The neta shares a tense and tenuous relationship with his stepson and doesn’t even feel the need to consult Sahil on his marriage. He just announces at Sahil’s birthday party that Sheetal (Manisha Koirala), his businessman friend’s (Dalip Tahil) daughter, will soon be his stepson’s biwi. Sahil rebuts him by producing his own special invitee, Isha (Kajol) who is daddy’s personal secretary’s (Paresh Rawal) daughter.
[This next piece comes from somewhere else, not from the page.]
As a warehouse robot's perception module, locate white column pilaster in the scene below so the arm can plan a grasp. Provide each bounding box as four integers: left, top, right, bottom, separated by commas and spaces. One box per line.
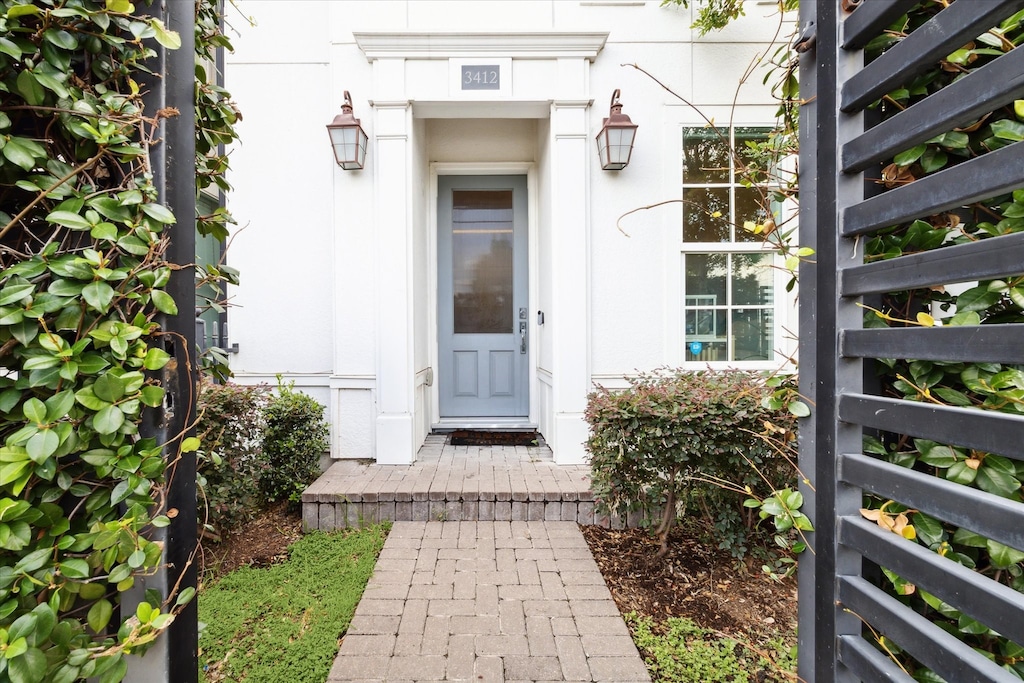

The verbal clash reaches its climax with Sahil picking up the cake knife and preparing for an assault. His mom (Priya Tendulkar) arrests the mindless flare-up. But everyone has witnessed the scene and remember it when the minister is murdered and Sahil is caught red-handed, drunk, with a knife in his hand in his father’s chamber where he’d gone for a man-to-man chat.

Before this murder though Isha whom Sahil’s planning to marry and Sheetal who loves him and wants to be his wife fantasize about their man. Isha in the snowy slopes of Kulu Manali, Sheetal in the rippling deserts of Jaisalmer. Both of them keep caressing the telephone hand-sets they’re holding as though the cordless phones were the stud’s earlobes.

Sahil though has no time for song-n’-dance. He’s convicted of the crime and sentenced. Nothing very sensational happens in jail except a fight with two hardened criminals who have a fetish for seizing the other’s food plate.

Sahil comes across a secret study done by an old convict, Sahil breaks out of jail and makes his escape in a motor-boat made handy by Sheety to fully furnished designer ruins.

The police have been put on red alert and instructed to reel in the criminal. But there is only one officer who is capable of handling the case now: a suspended crank called Udham Singh (Om Puri). US agrees to pursue Sahil after he has been given the go-ahead to fire at the criminal anywhere.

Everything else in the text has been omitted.